A job is a job is a job.
At the end of the day, you know you need it to pay the bills.
Growing up, my parents never talked about being happy or fulfilled at their job. They only worked to feed us, to have a roof over our head, to have a car to drive us around. When I got to high school, there started to be guest speakers who talked about being happy at a job.
Find a job that you love passionately and you’ll be happy.
So over time, my idea of a job became an identity because it was the source of my happiness—or should be. You go out in the world and introduce yourself by your job title. I’m “So and so. I do design.” You take pride and joy in the content you produce. You love the race to the top. You dream of getting to the top.

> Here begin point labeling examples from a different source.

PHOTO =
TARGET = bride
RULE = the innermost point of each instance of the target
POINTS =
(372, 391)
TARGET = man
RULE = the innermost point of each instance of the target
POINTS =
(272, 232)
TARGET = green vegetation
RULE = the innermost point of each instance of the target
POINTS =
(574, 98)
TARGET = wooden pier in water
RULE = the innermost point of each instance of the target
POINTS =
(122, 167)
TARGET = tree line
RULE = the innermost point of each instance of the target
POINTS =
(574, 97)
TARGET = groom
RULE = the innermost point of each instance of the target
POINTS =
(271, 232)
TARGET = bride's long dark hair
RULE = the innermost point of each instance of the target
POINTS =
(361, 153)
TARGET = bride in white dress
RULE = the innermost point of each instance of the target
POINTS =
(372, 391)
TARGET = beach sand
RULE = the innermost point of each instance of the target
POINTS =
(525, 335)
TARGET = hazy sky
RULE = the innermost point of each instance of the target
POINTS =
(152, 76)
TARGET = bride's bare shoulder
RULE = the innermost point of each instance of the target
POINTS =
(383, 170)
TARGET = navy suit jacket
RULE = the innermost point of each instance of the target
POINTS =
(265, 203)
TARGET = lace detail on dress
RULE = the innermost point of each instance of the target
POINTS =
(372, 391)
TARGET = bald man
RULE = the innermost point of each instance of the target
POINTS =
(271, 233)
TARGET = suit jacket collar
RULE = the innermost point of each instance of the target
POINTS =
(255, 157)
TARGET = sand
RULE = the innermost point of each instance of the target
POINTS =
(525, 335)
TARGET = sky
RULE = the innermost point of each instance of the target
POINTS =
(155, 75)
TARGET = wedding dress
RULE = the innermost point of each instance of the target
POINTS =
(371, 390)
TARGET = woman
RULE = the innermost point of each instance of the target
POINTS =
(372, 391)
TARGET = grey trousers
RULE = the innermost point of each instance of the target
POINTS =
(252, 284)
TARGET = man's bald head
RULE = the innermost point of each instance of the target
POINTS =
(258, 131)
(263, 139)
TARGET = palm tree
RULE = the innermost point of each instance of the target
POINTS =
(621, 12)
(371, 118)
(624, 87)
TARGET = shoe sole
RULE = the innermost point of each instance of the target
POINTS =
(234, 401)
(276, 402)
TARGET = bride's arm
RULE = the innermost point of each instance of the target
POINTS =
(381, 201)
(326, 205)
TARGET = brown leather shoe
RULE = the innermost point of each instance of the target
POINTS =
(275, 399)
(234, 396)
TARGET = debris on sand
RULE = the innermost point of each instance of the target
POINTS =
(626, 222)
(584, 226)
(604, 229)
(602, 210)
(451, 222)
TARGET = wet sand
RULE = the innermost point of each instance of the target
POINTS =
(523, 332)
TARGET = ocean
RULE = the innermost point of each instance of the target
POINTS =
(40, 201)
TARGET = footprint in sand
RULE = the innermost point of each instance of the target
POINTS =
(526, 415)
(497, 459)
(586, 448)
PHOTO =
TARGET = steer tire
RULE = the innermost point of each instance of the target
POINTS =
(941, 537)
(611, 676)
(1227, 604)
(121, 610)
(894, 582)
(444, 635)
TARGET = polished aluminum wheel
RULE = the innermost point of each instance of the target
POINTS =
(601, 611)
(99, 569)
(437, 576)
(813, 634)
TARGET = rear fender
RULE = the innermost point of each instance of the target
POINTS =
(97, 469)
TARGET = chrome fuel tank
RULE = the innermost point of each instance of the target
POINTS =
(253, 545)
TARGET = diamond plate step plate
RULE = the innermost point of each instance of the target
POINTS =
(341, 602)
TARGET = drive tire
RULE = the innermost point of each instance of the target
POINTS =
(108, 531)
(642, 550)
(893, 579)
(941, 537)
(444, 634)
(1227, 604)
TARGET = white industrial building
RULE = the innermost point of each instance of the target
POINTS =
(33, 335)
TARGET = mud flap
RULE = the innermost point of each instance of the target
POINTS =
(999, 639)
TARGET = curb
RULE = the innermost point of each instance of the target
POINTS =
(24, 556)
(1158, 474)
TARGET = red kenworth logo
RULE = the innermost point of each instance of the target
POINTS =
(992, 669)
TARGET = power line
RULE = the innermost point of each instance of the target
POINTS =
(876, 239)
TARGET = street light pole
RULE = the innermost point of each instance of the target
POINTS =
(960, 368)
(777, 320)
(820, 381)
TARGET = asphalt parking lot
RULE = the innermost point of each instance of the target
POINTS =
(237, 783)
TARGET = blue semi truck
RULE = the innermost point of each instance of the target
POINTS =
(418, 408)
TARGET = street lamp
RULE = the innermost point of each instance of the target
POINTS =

Time and time again, various jobs promised you that elusive fruit. “If you stay, you’ll get that director position.” “If you come to us, we’ll groom you to be a director.”
So, it was with disappointment and anger and resentment that the role was given to an outsider. Worst, you know that he got the job because he played the game, he is cocky and arrogant, he is friends with the head of the company.
You know the saying, the straw that broke the camel’s back.
I had my doubts about the company when I first started. There were so many writings on the wall but I couldn’t stand being at my previous job, which is a whole other story, that I just took anything.
I’ve never worked at a company where a someone is half strip-teasing for a coworker’s birthday. The words “show me yours and I’ll show you mine” is used at a team meeting. Additional phrases include, “ride her like Seabiscuit” and “get deep down into her throat”, “you’re an old hag” (despite the fact, the person being addressed this is only 27 years old), and “you can’t have lunch with [insert person’s name]” (isn’t lunch break supposed to be a break from work and whoever you have lunch with is no one’s business?).
I assure you, I am not working in the porn industry.
Where is human resource in all this?
Well, there’s a sort of HR that deals with insurance and stuff. But it’s a small enough company that you can discuss problems with your executive. The problem is, it doesn’t become an anonymous topic and you learn to hold stuff back.
You don’t play the game of stroking egos and praising children. You don’t play the game by going out and getting wasted or being glamorous or be part of the “in” crowd. You just play it safe. You follow the rules. You do your work. You work off of best practices. You don’t break the rules when there are no rules. You have to set up the rules. And you become the Miss-Know-It-All-Follow-The-Rules-Boring-Kind-of-Girl.
You become that lukewarm girlfriend that a man dates out of habit. There’s no spontaneity. There’s no surprise. There’s no delight. So when a better girlfriend comes along—hotter, more glamorous, talk the talk, walk the walk—you are quickly replaced, shelved and set aside. Out of habit and respect, they ask for your inputs, playing tip toes around you.
The promise of happiness with doing a career you’re passionate about never talks about the ugly side, the executives and head of the company playing games. Company politics, company mission, and company vision clash with your own and even though you love what you do, you don’t love where you do it.
And that’s when you know it’s time to leave. And probably change profession.